Nach 3-4 Monaten ist nun leider auch der Epic vorne offen (Pferd schlurft leider noch immer abwärts). Anders als beim Marquis gelangen deswegen auch Steinchen ins Schuhinnere. Muss sie also bald ersetzen. Wenigstens sind sie preiswerter als die Marquis.

Den Versuch, die Marquis bei den Zehen mit Hufkleber zu reparieren, gab ich auch bald auf, da es nie von langer Dauer war.

Ich habe nun vor, auch an den Vorderhufen, die ja immer noch in Marquis stecken (den ersten, nun auch mit kleinem Loch), Epic’s draufzumachen.
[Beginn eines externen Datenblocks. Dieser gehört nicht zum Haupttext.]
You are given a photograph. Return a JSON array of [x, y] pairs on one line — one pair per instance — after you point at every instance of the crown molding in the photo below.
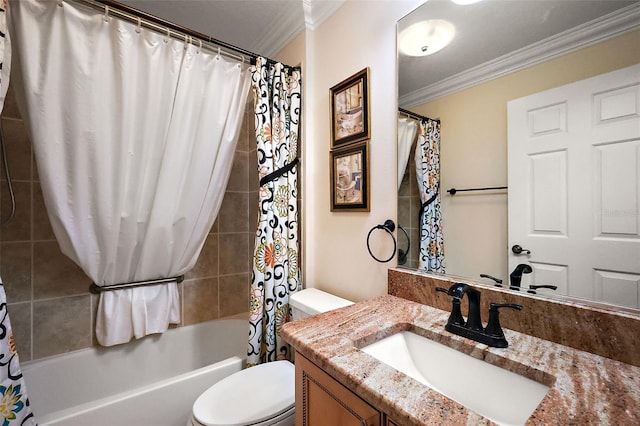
[[316, 11], [587, 34], [284, 28]]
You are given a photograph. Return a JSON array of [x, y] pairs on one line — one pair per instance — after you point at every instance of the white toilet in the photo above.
[[263, 395]]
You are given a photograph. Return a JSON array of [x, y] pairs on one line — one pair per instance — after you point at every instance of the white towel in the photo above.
[[124, 314]]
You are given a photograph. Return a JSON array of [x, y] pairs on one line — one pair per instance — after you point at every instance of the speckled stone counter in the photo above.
[[586, 389]]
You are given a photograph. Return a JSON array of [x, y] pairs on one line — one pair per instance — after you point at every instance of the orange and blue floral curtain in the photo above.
[[427, 159], [277, 97]]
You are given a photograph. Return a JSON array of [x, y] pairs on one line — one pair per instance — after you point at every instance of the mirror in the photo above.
[[502, 50]]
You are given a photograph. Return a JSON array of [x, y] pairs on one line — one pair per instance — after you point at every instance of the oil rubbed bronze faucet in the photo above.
[[472, 328]]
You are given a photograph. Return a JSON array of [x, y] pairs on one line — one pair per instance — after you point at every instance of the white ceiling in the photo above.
[[259, 26], [494, 29], [485, 30]]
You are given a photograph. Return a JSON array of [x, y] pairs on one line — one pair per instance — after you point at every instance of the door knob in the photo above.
[[516, 249]]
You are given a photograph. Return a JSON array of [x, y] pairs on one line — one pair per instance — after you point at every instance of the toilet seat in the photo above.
[[251, 396]]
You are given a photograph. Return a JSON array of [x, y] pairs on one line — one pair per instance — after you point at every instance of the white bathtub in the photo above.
[[152, 381]]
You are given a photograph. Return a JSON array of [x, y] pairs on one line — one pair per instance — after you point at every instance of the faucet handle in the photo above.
[[493, 326], [533, 288], [456, 313]]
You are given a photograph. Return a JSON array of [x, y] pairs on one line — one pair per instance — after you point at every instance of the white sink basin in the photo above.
[[504, 397]]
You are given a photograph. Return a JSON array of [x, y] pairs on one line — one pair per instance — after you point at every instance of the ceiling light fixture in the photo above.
[[465, 2], [426, 37]]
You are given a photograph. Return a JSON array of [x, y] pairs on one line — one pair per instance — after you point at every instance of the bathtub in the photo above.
[[152, 381]]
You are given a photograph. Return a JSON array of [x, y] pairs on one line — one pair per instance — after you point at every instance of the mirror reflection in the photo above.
[[505, 51]]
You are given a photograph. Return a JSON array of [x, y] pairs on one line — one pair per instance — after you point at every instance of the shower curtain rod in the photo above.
[[174, 30], [415, 116]]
Durch den angeschraubten Gaiter sollten diese von den Hinterschuhen nicht abtrampbar sein, sowie im Schlamm auch nicht stecken bleiben. Das abtrampen spreche ich an, da die Easys sehr tief geschnitten sind und deswegen auch einfacher abgetrampt werden können.

Wäre das Problem des Verlierens nicht, würde ich vorne bei Marquis bleiben.

Trotzdem die Easy Boot Epic in der Handhabung aufwändiger sind als Marquis Supergrip und BOA (immer noch mein Favorit, wäre er bloß nicht so hoch geschnitten), bin ich überzeugt, dass sie am wenigsten „Probleme verursachen“. Trotzdem würde ich die BOA Boots, sollten sie ein neues, „tieferes“ Modell rausbringen, nochmals testen.